Errrmmm....my car was stolen over the weekend.
Ohh dear, lets have some details
(The personal information bit then follows).
Thank you for that, now you said your car was stolen?
Yeshhh in Bristol.
Did you inform the police?
Yessshh
& whats been done so far
Theysh found it, I want to make a claim against stolen items.
I see & what exactly was stolen.
My entire collection of porn magazines (& tapes)!
*The stories of his car could fill small book by themselves, the briefest one I can relate was it had a Mohawk hairstyle, right along the centre of the roof, shaped by him driving & about 4" high of seagull shit (Parked car in parents barn, that had seagulls in residence,the car generally looked like a flock of Albatrosses had relieved themselves).
My company decided that people forgetting they had any document printed was waste of resources, so now you had to login on a printer - any printer - to make your printer queue show up and you could select any document from it.

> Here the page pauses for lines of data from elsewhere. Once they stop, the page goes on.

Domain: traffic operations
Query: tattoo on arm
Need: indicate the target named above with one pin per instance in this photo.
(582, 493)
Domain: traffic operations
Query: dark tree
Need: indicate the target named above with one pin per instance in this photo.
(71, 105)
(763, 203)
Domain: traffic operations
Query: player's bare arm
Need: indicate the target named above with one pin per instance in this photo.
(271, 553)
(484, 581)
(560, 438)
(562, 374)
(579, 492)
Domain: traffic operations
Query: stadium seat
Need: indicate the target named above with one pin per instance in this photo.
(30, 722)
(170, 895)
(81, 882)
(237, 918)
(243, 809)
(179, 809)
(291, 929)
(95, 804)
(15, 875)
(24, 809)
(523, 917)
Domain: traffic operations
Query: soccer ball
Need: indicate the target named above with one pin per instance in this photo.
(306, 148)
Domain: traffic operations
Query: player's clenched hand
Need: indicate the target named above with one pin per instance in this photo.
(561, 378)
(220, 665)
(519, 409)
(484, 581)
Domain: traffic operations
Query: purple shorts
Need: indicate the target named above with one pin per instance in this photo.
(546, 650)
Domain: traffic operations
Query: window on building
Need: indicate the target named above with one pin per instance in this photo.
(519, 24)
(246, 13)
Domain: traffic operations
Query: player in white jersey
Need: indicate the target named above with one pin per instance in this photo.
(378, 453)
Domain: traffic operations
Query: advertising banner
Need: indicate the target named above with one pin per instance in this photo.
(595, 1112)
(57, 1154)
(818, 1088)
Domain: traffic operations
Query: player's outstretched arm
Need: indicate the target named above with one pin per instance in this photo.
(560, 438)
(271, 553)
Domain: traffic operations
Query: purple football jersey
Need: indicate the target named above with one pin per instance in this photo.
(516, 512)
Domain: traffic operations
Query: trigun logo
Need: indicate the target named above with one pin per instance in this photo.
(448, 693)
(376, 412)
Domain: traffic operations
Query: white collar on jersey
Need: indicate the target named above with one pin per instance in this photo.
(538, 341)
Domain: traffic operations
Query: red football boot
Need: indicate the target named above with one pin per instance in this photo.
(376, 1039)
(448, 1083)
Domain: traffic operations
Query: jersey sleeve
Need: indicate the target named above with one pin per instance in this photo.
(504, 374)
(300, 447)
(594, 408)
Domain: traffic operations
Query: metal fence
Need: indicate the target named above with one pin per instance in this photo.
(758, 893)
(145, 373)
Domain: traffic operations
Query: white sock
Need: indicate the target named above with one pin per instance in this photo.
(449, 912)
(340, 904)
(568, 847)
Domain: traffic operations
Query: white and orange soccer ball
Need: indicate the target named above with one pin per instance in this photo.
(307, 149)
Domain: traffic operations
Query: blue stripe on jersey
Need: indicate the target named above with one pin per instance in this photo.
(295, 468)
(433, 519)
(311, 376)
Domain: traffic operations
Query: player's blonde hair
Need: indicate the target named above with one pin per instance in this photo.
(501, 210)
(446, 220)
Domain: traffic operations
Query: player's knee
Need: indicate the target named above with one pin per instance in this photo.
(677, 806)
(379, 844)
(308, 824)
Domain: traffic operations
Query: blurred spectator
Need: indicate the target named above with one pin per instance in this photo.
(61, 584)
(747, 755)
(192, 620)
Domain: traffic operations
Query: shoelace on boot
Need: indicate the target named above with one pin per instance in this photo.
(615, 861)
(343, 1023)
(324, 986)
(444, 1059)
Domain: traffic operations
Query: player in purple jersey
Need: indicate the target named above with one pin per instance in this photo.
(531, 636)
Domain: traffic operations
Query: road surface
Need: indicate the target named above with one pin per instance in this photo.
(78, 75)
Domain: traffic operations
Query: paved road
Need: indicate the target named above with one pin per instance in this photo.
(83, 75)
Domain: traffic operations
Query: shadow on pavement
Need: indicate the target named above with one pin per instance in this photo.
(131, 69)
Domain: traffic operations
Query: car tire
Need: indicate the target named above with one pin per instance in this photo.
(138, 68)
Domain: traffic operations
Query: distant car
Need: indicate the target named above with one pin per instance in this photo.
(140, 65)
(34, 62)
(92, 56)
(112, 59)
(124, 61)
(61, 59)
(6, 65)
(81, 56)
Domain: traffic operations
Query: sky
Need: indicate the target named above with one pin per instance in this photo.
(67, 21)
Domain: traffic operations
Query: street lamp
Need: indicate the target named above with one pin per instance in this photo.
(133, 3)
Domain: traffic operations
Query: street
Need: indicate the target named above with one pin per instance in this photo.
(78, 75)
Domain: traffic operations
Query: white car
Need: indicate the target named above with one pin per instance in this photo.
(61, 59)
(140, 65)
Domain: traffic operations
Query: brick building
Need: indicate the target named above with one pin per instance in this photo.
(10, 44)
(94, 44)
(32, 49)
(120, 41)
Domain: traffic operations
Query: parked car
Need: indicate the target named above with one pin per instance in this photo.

That turned out to be a godsend, because printers break down, but the network way less often than those. So I could print my stuff anywhere, including any other printer that belonged to any other building.
Turning windows print queue upside down is genius, in my opinion.
My favorite version of this story was finding emails from the co-owner of the business that was my client (a gymnastics school). He was sending emails USING HIS WORK ACCOUNT to Craig's List personals for escorts.
This was the week after I'd heard his wife's diatribe about how she had caught her 16 year old son looking at porn. DUH. He's sixteen and he's male. Of course he looks at porn. She ranted that all porn ALL PORN is exploitation of women. Um. Sure. OK.
The other was walking into my boss' office, during work hours, at a large University to find him looking at porn on his work computer. DUDE. REALLY? At least turn the screen away from the frickin door!